Two or three years ago I saved the recipe for vegan coconut macaroons by Isa Chandra Moskowitz and a few days ago it fell into my hands again. I had to finally try it. My family and I loved it, so I will share it with you.
The macaroons are easy and fast to make. To avoid them from getting too hard, store them in an airtight container instead of a metal one.
- 3 oz silken tofu
- 1/3 cup neutral-tasting oil
- 2 tbsp soy milk
- 1/2 cup sugar
- 1/2 teaspoon almond extract
- 1 teaspoon vanilla extract
- 1 cup flour
- 3/4 tsp baking powder
- 1/4 tsp salt
- 1 1/2 cups shredded coconut
- 1/2 cup dark chocolate
- Preheat the oven to 180° C (360° F), line two baking trays with parchment paper.
- In a blender mix silken tofu, oil and soy milk until smooth.

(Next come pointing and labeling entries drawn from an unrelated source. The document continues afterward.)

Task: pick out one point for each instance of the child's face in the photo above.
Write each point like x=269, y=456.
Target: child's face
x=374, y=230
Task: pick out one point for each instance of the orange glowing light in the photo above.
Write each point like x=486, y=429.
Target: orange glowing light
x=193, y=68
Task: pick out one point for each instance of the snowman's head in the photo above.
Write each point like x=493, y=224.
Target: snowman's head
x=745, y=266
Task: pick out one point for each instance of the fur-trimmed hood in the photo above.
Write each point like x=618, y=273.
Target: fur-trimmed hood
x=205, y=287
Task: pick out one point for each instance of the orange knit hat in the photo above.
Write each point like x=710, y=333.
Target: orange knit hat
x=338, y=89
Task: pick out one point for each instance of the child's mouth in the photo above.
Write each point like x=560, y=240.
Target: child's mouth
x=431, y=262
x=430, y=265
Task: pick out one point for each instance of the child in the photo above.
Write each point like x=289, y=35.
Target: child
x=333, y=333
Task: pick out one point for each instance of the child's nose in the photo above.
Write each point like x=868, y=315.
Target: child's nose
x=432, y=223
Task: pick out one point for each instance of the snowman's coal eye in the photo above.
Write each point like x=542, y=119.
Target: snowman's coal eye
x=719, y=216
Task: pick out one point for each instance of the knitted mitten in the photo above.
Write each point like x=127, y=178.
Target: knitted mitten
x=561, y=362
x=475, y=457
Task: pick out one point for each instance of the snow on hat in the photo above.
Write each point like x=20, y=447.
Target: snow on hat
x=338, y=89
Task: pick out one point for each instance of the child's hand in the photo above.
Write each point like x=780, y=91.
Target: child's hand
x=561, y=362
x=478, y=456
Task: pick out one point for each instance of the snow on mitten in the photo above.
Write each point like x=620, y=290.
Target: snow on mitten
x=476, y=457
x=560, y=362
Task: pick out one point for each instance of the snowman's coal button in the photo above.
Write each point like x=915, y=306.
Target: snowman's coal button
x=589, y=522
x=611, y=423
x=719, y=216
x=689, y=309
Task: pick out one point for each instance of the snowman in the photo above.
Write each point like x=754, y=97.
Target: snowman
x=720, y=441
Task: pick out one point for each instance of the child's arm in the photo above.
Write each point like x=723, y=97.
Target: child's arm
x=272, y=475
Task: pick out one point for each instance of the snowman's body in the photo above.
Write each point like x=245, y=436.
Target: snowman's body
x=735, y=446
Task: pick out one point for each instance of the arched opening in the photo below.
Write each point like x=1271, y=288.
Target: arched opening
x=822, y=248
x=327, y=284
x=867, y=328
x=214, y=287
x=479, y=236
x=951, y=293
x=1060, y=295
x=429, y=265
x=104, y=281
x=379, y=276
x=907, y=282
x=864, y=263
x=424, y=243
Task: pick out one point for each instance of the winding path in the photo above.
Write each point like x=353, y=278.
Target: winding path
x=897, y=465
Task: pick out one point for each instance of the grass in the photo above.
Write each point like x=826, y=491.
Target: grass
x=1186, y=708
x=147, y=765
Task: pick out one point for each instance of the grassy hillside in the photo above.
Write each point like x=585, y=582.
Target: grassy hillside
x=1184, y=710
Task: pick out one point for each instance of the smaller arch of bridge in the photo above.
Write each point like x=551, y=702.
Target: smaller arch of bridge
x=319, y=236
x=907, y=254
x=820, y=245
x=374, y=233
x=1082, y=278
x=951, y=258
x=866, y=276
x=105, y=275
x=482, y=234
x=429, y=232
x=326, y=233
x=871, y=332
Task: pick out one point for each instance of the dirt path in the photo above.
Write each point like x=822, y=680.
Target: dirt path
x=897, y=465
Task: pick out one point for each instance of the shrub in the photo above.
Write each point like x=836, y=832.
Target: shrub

Stir in the rest of the ingredients until a sticky dough forms.
- Drop the dough on the baking trays with two teaspoons and bake in the oven for 12 - 14 minutes, until the edges brown. Remove from the oven and let cool on a cooling rack.
- When the macaroons are cold, melt the chocolate (in a double boiler or carefully (!) in the microwave), dip in the bottom of the macaroons and return them on the parchment paper.
- Store the macaroons in an airtight container for up to 2 weeks.